NATO MADRİD ZİRVESİNE HAZIRLANIRKEN
2022 Haziran ayında Madrid’te düzenlenecek NATO Zirvesine iki ay kaldı. İttifakın on yıllık geleceğine yön verecek yeni Stratejik Konseptin (STKON) kabul edileceği bu Zirve küresel güvenliğin kökten dönüşüme uğradığı çok kritik bir dönemeçte gerçekleşecek. Rusya’nın Ukrayna’ya karşı giriştiği işgalin ne yöne evrilebileceğini kestirmenin kolay olmadığı bir süreçte Batı dünyası için kritik bir dönüm noktasına sahne olacak.

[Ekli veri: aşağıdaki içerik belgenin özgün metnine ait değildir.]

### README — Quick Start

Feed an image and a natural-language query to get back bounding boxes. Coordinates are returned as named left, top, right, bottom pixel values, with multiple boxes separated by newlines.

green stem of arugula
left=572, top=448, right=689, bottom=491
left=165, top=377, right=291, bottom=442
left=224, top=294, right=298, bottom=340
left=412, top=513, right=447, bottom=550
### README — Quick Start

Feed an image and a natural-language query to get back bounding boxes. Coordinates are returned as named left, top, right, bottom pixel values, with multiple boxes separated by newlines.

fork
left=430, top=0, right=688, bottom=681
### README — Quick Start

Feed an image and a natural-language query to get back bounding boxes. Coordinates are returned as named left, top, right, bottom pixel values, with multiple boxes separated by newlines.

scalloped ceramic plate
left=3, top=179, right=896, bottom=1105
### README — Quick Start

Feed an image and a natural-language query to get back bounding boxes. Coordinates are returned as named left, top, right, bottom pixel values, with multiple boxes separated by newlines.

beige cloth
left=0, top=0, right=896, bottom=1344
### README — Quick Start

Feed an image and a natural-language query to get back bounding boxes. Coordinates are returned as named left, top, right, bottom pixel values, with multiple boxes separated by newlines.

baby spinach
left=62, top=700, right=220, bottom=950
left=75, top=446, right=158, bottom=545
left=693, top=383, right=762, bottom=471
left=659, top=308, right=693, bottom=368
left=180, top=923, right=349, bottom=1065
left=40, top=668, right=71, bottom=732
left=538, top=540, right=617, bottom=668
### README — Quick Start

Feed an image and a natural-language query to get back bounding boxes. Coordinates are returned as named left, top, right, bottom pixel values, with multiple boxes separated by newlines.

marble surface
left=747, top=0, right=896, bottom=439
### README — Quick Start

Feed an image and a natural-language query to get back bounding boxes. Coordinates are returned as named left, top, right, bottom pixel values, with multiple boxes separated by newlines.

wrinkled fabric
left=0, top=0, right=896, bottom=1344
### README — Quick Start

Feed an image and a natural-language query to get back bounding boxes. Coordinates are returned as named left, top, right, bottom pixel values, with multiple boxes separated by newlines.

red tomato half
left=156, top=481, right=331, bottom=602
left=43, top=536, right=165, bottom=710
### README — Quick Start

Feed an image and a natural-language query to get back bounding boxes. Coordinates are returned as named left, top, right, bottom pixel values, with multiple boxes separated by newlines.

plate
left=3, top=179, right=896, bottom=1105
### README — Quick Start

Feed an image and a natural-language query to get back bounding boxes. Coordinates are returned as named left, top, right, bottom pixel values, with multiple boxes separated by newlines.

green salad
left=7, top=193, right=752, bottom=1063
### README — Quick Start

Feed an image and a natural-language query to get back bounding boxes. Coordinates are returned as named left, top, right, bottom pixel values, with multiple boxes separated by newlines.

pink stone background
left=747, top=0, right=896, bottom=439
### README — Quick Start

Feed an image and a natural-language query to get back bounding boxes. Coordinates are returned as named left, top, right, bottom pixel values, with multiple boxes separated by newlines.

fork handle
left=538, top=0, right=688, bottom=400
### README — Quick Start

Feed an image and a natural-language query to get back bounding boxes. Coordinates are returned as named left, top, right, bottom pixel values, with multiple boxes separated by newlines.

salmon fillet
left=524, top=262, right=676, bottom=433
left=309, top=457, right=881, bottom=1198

An itibariyle ne medyada ne de akademi dünyasında Türkiye’nin mensup olduğu NATO’nun geleceğini tayin edecek hayati önemdeki STKON’la ilgili olarak henüz doyurucu bir haber-yorum veya analize rastlanmıyor. Başta ekonomik güçlükler olmak üzere günlük gailelerin damga vurduğu mevcut iç ortamda olağan karşılanması gerekli bu konudaki duyarsızlığın Zirve yaklaştıkça yerini bir hareketlenmeye bırakacağı aşikar. Öte yandan, özellikle transatlantik dünya ve küresel gündem açısından hiyerarşik olarak en önemli belgelerin başında gelen STKON’un neyi simgelediği ve olası içeriği Türkiye’nin yakından izlemesi gerekli bir süreç oluşturmakta.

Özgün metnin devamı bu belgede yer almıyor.